Убили её в 53-м, на следующий день после смерти Сталина. Шестого марта она с утра отправилась на похороны, хотела взять с собой Георгия, но потом передумала — мал ещё, раздавят, не дай бог, вон толпища какая. А сама не пойти, не проститься с вождём не могла. Не поклониться — не могла, цветочков не положить на могилку. А может, дай-то бог, до руки его холодной дотянуться, поцеловать повезёт: «Господь тебя храни на том свете», — сказать. Вон ведь сколько людей от смерти спас, вон сколько идут и идут проститься. И ей, Люсе Никитиной, умереть не дал, а ведь могла и не жить уже — не сосчитать сколько раз пулями каску с головы сносило — и ничего, живая. И сына вон подарил какого на загляденье, на зависть всем. А что отца Жорочкиного не уберёг — ну так что ж, не Сталина вина. Немец проклятый всему виной. Прямое попадание, как тут убережёшь…
Раздавленных в тот день оказалось не счесть: обессиливших, без сознания падающих не поднимали, по ним шли дальше, подгоняемые друг другом. Сотни тысяч шли. Умирали все по-разному, кто как мог: одни мгновенно, молча, ничего не успев понять. Некоторые долго ещё шевелились, корчились, цеплялись за спотыкающиеся об их головы сапоги… Хрипели, выли, шептали что-то неслышно.
Обезумевшая от горя толпа не прекращала своего смертоносного движения…
Их не хоронили. Сгребали, безымянных, присыпали землёй в большой общей яме: в дни прощания с великим вождём ничто не должно омрачать трагического величия момента.

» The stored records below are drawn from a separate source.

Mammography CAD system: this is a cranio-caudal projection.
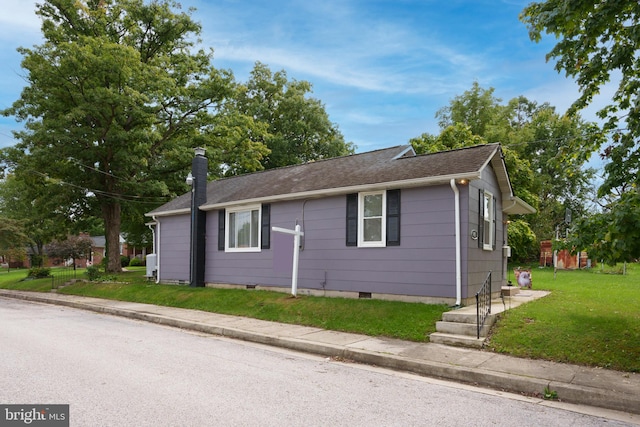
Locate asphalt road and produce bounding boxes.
[0,298,631,427]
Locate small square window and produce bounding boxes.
[358,191,386,247]
[226,206,260,252]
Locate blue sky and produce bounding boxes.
[0,0,606,152]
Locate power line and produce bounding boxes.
[29,169,170,204]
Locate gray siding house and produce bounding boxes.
[147,144,535,305]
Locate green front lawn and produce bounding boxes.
[488,264,640,372]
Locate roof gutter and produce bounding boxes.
[198,171,480,212]
[153,215,162,285]
[449,178,462,307]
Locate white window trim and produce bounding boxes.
[482,190,496,251]
[358,190,387,248]
[224,204,262,252]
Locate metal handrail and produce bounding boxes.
[476,271,491,339]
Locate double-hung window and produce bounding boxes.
[346,190,400,248]
[479,190,496,251]
[358,191,387,247]
[218,204,271,252]
[226,205,260,252]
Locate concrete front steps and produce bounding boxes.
[429,286,549,348]
[429,307,497,348]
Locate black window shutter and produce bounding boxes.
[387,190,400,246]
[218,209,226,251]
[478,189,484,249]
[347,193,358,246]
[491,197,498,251]
[260,204,271,249]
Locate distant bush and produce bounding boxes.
[27,267,51,279]
[84,265,100,282]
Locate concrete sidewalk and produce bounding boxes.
[0,289,640,422]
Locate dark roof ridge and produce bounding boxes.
[398,142,501,160]
[208,144,411,182]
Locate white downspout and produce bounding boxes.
[450,178,462,306]
[153,216,160,285]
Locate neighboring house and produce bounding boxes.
[147,144,535,304]
[540,240,596,270]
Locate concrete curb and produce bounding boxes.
[0,290,640,414]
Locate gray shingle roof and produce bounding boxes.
[147,144,500,216]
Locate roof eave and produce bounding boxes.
[200,171,480,211]
[502,196,537,215]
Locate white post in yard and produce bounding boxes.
[271,224,304,297]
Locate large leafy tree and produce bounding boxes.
[4,0,238,272]
[520,0,640,194]
[411,83,600,259]
[233,62,354,169]
[521,0,640,263]
[45,236,93,269]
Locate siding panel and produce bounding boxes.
[201,186,455,298]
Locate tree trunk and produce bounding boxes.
[102,201,122,273]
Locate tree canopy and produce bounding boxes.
[410,82,601,260]
[520,0,640,264]
[521,0,640,194]
[0,0,353,271]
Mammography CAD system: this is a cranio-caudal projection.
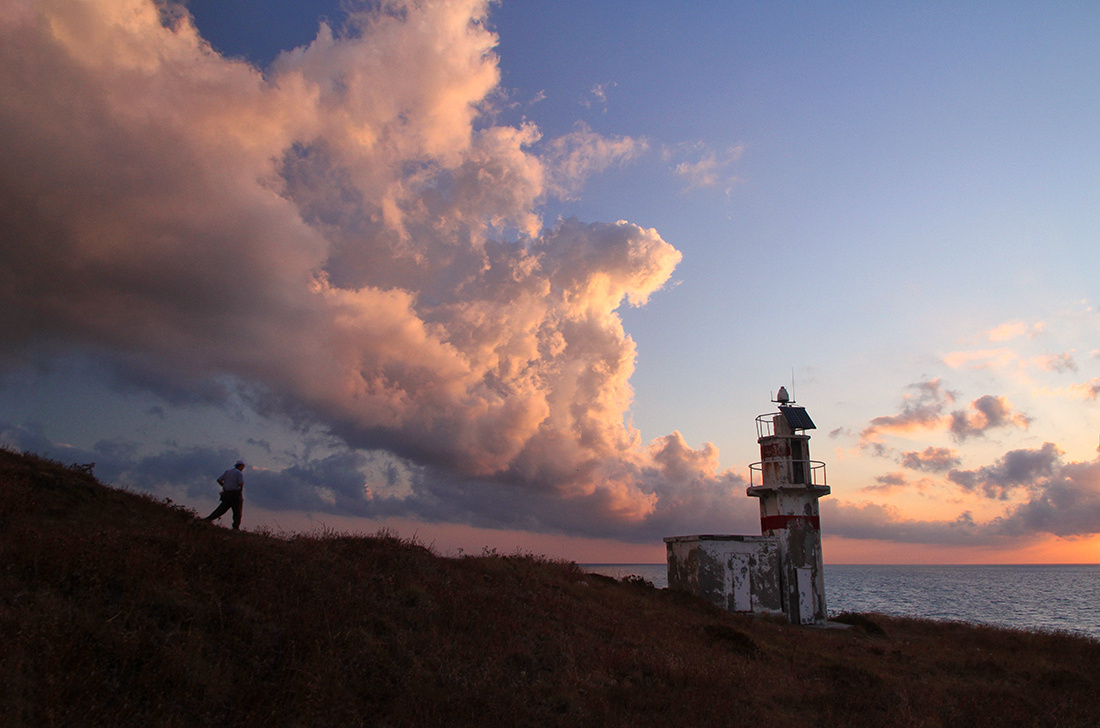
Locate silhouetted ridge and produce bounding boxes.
[0,451,1100,727]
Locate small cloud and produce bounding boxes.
[986,321,1046,342]
[859,378,955,454]
[543,121,649,198]
[943,349,1016,369]
[947,442,1063,500]
[948,395,1031,441]
[581,81,618,111]
[901,445,960,473]
[663,143,745,194]
[1032,352,1077,372]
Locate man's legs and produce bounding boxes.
[202,490,229,521]
[229,490,244,531]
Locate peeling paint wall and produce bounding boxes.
[664,536,783,613]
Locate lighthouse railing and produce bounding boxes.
[749,460,828,488]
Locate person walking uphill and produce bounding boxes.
[202,460,245,531]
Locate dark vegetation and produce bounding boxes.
[0,452,1100,728]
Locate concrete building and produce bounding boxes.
[664,387,829,625]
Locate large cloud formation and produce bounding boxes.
[0,0,750,533]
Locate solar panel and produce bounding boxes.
[779,405,817,430]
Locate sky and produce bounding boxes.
[0,0,1100,563]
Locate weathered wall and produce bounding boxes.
[664,536,783,613]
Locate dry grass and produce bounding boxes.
[0,452,1100,727]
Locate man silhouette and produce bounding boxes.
[202,460,245,531]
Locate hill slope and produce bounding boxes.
[0,451,1100,727]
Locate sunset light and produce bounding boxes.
[0,0,1100,564]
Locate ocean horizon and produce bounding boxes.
[578,563,1100,640]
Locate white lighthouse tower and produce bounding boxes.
[664,387,829,625]
[747,387,831,625]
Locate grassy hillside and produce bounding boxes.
[0,452,1100,727]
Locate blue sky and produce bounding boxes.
[0,0,1100,563]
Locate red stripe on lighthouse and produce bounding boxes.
[760,516,822,531]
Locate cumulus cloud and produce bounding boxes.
[859,379,955,451]
[0,0,752,534]
[664,144,745,192]
[901,445,960,473]
[948,395,1031,441]
[545,121,648,198]
[943,349,1016,369]
[821,443,1100,545]
[986,320,1046,342]
[859,379,1031,457]
[948,442,1063,500]
[1033,352,1077,372]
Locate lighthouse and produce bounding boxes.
[747,387,831,625]
[664,387,829,625]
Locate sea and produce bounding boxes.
[581,564,1100,640]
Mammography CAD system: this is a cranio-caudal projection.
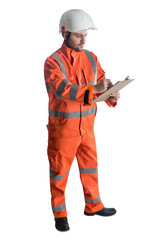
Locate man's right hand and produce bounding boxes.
[93,79,113,94]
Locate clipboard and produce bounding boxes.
[92,79,134,103]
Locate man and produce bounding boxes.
[44,9,119,231]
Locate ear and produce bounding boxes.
[62,32,69,40]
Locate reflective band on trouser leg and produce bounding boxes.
[50,169,69,217]
[52,203,66,212]
[48,136,81,218]
[76,131,104,213]
[85,196,101,203]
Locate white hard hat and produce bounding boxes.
[59,9,97,32]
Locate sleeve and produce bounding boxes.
[94,57,117,107]
[44,56,94,104]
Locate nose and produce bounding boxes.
[81,36,86,44]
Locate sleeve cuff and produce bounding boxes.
[105,99,117,107]
[84,85,94,104]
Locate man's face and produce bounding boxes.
[64,30,87,52]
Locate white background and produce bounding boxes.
[0,0,160,240]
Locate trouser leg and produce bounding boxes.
[76,132,104,213]
[48,137,80,218]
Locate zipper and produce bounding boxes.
[82,69,88,85]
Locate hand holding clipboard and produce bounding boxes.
[92,77,134,103]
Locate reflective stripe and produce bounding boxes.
[50,169,69,181]
[52,53,68,80]
[69,84,78,101]
[79,80,97,85]
[49,107,96,119]
[85,196,101,203]
[56,79,70,100]
[84,50,97,85]
[79,168,98,173]
[46,83,50,89]
[52,203,66,212]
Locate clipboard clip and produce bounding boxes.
[125,76,130,80]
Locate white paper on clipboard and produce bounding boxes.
[92,79,134,103]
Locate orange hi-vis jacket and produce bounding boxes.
[44,43,116,218]
[45,43,115,137]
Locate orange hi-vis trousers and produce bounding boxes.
[48,130,104,218]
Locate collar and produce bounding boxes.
[61,42,83,62]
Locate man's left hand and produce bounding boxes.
[109,92,120,102]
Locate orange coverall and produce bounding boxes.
[44,43,116,218]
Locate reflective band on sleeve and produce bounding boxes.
[69,84,78,101]
[84,50,97,85]
[50,169,69,181]
[52,53,68,79]
[79,168,98,173]
[82,107,96,117]
[56,79,70,100]
[46,83,50,89]
[52,203,66,212]
[85,196,101,203]
[49,107,96,119]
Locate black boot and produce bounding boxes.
[84,207,116,217]
[55,217,69,232]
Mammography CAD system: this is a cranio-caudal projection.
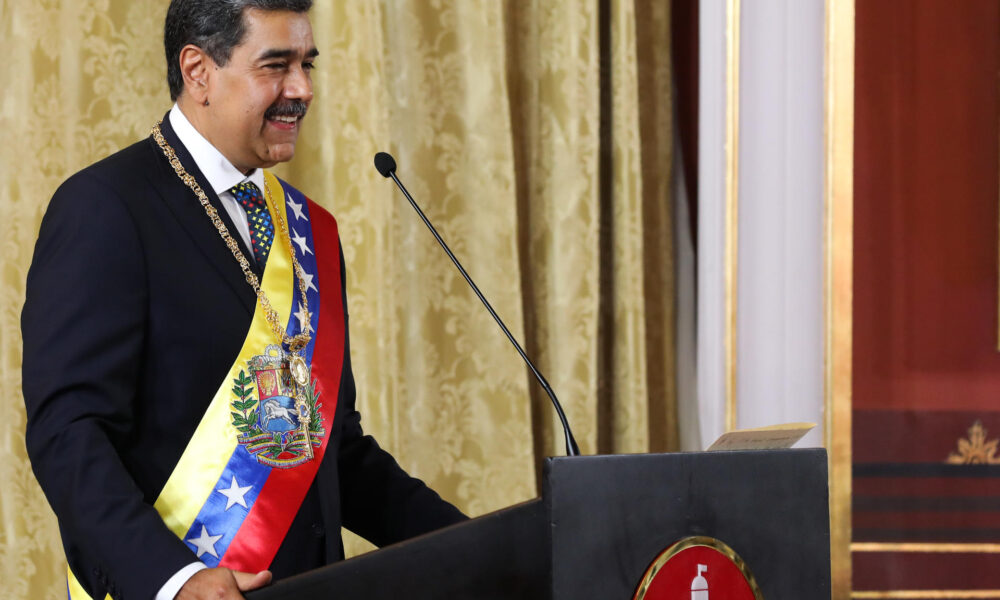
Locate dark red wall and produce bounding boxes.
[852,0,1000,590]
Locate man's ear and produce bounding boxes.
[178,44,213,104]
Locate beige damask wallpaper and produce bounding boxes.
[0,0,677,599]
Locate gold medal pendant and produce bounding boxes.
[288,354,309,387]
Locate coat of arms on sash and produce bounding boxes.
[230,345,326,469]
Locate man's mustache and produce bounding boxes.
[264,100,309,119]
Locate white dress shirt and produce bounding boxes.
[156,104,264,600]
[168,104,264,253]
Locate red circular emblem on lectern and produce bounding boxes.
[632,537,762,600]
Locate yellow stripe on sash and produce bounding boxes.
[153,172,293,537]
[66,171,294,600]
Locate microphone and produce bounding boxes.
[375,152,580,456]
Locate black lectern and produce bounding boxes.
[247,449,830,600]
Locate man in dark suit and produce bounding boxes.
[22,0,465,600]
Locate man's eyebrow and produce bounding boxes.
[257,48,319,60]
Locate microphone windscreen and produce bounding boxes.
[375,152,396,177]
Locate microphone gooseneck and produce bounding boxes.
[375,152,580,456]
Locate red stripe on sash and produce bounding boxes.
[219,198,346,573]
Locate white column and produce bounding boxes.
[697,0,727,449]
[736,0,824,446]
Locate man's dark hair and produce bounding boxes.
[163,0,312,100]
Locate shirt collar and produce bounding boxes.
[168,104,264,196]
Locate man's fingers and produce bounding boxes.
[233,571,271,592]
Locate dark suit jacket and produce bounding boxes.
[21,119,464,599]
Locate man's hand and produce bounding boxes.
[175,567,271,600]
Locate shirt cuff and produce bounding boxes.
[156,561,208,600]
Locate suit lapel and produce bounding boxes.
[149,117,262,315]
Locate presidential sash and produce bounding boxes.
[68,172,345,600]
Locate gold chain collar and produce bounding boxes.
[151,121,311,354]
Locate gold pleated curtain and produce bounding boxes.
[0,0,677,599]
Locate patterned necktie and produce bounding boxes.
[229,181,274,267]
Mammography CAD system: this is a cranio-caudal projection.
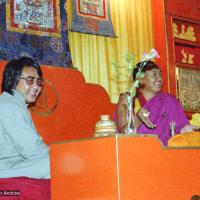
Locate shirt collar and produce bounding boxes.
[12,89,25,103]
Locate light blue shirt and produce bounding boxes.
[0,90,50,179]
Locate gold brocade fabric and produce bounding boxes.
[168,132,200,147]
[66,0,153,103]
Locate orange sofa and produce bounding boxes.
[0,61,115,144]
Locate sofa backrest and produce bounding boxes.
[0,61,115,144]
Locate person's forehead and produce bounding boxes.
[145,68,161,73]
[22,66,39,77]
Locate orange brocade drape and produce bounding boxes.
[68,0,153,103]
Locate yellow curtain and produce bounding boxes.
[68,0,153,103]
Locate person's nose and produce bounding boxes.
[32,79,39,88]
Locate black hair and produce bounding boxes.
[1,56,42,95]
[133,61,159,80]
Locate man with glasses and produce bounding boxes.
[0,57,50,179]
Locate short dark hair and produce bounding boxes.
[133,60,159,80]
[1,56,42,95]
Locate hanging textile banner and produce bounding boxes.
[0,0,72,67]
[71,0,115,37]
[6,0,61,37]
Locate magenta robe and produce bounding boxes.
[137,92,189,145]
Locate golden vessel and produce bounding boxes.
[94,115,117,137]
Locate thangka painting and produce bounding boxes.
[177,67,200,112]
[71,0,115,37]
[0,0,71,67]
[6,0,61,37]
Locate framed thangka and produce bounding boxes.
[0,0,72,67]
[71,0,115,37]
[6,0,61,37]
[176,67,200,112]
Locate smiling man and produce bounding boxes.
[0,57,50,179]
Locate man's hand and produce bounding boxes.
[137,108,156,129]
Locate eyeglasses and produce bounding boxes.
[145,71,162,78]
[20,76,43,87]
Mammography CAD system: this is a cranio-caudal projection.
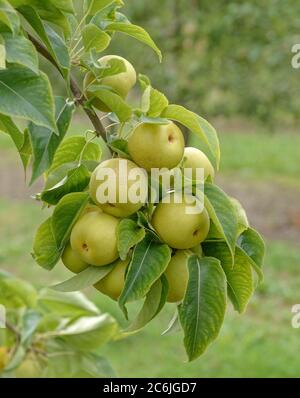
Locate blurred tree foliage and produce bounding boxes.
[108,0,300,126]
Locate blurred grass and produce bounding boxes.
[0,121,300,377]
[219,132,300,183]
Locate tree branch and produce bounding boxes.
[27,33,106,140]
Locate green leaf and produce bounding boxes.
[89,85,132,122]
[0,37,6,69]
[19,129,32,172]
[141,86,169,118]
[52,192,89,250]
[119,234,171,315]
[202,242,254,314]
[41,165,90,205]
[106,22,162,61]
[2,33,39,74]
[204,183,238,261]
[82,24,111,52]
[32,217,62,270]
[57,314,118,351]
[117,218,145,260]
[0,114,31,170]
[85,0,119,15]
[21,310,42,347]
[161,309,182,336]
[44,160,99,191]
[161,105,220,169]
[31,0,71,37]
[48,136,101,175]
[139,115,170,125]
[50,0,74,14]
[28,97,75,184]
[18,5,70,78]
[179,255,226,361]
[51,264,114,292]
[0,0,20,34]
[237,228,265,282]
[0,66,56,131]
[125,279,168,334]
[38,289,99,318]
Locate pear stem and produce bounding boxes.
[27,33,106,141]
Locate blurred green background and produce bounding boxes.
[0,0,300,377]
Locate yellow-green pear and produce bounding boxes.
[61,244,89,274]
[152,193,210,249]
[94,259,130,300]
[128,122,184,171]
[165,250,189,303]
[82,203,102,216]
[70,212,119,266]
[90,158,148,217]
[182,147,215,181]
[83,55,136,112]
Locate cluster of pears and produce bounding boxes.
[62,56,214,302]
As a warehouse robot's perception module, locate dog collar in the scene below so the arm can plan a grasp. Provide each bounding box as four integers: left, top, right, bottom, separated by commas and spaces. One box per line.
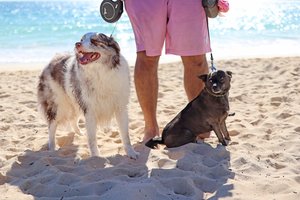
204, 87, 228, 97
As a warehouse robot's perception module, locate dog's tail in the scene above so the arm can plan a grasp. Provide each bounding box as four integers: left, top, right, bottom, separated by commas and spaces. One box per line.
145, 137, 164, 149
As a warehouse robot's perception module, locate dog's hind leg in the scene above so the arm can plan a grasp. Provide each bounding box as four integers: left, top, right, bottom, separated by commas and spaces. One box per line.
212, 124, 227, 146
71, 118, 83, 135
48, 120, 57, 151
85, 112, 99, 157
115, 109, 139, 159
220, 120, 231, 140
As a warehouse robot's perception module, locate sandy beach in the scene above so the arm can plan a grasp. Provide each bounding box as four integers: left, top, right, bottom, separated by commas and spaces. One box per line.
0, 57, 300, 200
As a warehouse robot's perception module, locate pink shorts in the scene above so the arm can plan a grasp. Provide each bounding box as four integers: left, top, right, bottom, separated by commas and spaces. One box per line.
124, 0, 211, 56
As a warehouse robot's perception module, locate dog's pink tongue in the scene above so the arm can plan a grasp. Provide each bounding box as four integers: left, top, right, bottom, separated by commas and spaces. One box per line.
79, 53, 93, 64
79, 52, 100, 65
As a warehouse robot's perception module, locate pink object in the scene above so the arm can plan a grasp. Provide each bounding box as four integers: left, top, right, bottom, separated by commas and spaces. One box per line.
218, 0, 229, 12
124, 0, 210, 56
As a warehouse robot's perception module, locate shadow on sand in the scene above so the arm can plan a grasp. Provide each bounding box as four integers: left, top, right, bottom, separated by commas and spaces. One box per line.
6, 133, 234, 200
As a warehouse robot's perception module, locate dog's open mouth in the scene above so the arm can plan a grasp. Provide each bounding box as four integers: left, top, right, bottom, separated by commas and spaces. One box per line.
77, 51, 101, 65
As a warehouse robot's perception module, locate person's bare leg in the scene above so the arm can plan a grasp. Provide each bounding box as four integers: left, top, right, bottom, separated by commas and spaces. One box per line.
134, 51, 159, 142
181, 55, 210, 139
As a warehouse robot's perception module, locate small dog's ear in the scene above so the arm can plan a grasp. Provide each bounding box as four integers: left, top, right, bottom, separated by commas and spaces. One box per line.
198, 74, 208, 83
226, 71, 232, 78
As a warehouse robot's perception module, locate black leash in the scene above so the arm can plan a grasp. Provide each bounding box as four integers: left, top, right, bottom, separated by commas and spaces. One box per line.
206, 16, 217, 72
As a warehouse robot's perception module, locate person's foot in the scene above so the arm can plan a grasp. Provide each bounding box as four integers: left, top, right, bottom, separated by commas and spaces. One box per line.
141, 127, 159, 143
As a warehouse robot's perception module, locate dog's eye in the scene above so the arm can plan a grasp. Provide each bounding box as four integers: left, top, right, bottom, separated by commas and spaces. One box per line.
91, 39, 106, 48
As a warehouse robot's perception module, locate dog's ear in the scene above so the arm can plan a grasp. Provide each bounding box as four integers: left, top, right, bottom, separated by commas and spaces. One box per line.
226, 71, 232, 78
198, 74, 208, 83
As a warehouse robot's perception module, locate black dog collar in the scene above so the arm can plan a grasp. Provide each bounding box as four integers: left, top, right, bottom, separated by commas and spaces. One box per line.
204, 87, 228, 97
100, 0, 123, 23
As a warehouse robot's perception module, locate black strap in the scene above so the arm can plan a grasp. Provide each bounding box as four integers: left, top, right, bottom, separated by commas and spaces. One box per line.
206, 16, 217, 72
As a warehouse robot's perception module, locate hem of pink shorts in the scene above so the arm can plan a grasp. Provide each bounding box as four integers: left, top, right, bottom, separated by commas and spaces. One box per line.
166, 48, 211, 56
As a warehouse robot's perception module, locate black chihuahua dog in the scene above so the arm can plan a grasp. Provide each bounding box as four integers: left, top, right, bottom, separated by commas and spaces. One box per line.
145, 70, 232, 148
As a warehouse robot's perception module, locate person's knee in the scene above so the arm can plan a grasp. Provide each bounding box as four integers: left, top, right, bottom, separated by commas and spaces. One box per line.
136, 51, 160, 68
182, 55, 208, 71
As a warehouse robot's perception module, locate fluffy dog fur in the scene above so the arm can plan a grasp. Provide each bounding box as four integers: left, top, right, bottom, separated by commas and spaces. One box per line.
37, 33, 138, 159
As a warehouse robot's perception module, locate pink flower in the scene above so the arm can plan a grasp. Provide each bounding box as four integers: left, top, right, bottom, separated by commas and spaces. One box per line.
218, 0, 229, 12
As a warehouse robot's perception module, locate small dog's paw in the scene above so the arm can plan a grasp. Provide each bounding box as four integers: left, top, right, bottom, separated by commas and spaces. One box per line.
48, 143, 55, 151
126, 147, 140, 160
225, 139, 231, 146
75, 131, 84, 136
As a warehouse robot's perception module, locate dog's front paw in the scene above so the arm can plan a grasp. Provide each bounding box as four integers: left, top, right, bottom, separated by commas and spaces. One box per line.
126, 147, 140, 160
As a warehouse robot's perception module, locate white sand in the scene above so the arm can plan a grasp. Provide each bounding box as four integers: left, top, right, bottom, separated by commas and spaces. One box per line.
0, 57, 300, 200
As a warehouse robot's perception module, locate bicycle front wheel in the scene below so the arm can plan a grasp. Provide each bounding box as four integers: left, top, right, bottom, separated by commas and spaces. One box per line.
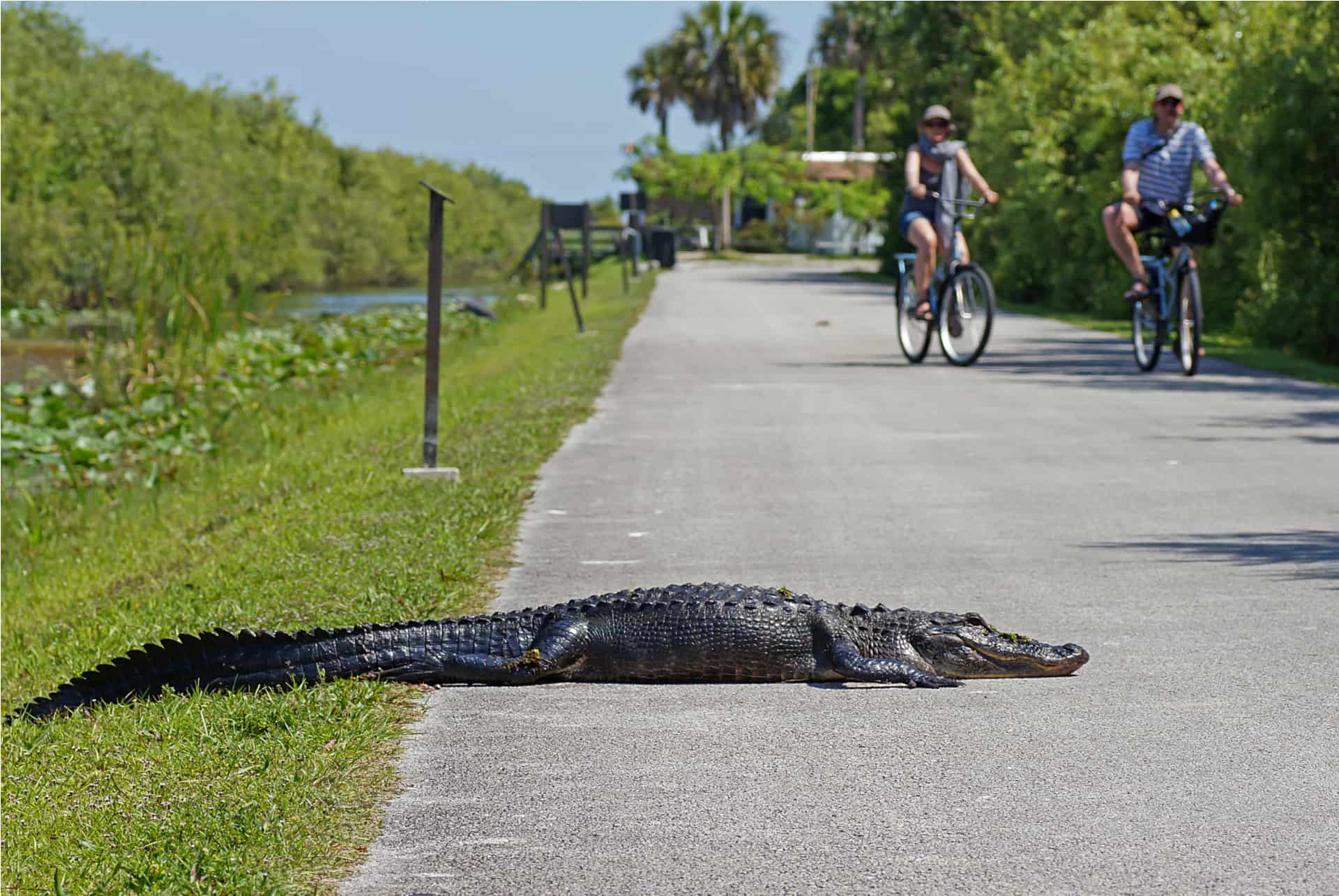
1130, 300, 1166, 374
897, 265, 929, 364
1177, 268, 1204, 377
939, 264, 995, 367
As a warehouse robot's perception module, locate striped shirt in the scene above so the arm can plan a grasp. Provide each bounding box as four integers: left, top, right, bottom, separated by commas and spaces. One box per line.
1121, 118, 1213, 211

…Семилетнего Георгия Никитина определили в школу-интернат при военном училище.
…Зелёный «Опель» свернул с улицы Горького и, перескакивая из ряда в ряд, помчался по Охотному ряду. Впереди постепенным наплывом — непокрытая голова, высокий лоб, нос с горбинкой, клином бородка, простая военная шинель до пят, мраморный постамент — торжественно возникала знаменитая бронзовая статуя.
Георгий Георгиевич не был в этих краях ровно шесть лет, с того самого злополучного дня, так беспощадно круто изменившего его жизнь. И с тех пор всякий раз, выезжая по делам из дома и мысленно составляя маршрут, даже если кратчайший путь лежал через площадь Дзержинского, он пользовался объездами. Идиотизм, конечно, умом он это понимал, маразм, свойственный разве что сентиментальным кисейным барышням, к коим бывший майор КГБ Никитин никак себя не относил, но… Но преодолеть чёртову трусость не мог! Никак не мог!! Как ни старался. Сколько раз приказывал: «Брось, Георгий, дурить, что за бабские сопли! Ну-ка — сто раз вокруг площади! На предельной скорости! С сиреной!» Нет, не мог. Слишком много было связано с этим монументальным зданьищем, вросшим в землю за спиной Феликса Эдмундовича. Слишком много сил, здоровья, умения было потрачено, смертельного риска испытано за тридцать-то лет службы.
Слишком велика и непроходяща была обида на отлучение его от дела всей жизни.
…Георгий Георгиевич с тормозным визгом осадил свой «Опель» у главного входа, не глядя на метнувшегося в его сторону милиционера памятным жестом швырнул ему ключи от зажигания, проговорил срывающимся от волнения голосом: «Никитин. Сто сорок седьмой». И потянул на себя тяжеленную, в металлическом окладе, не каждому с первого раза поддающуюся дверь.
Вот он, миг счастья! Миг, о котором майор КГБ мечтал все эти бесконечные шесть лет! Свершилось! Он протянул охраннику паспорт, сделал несколько шагов по коридору и… едва не потерял сознание: внезапно нахлынувшие воспоминания сдавили голову, заставили ухватиться за стену.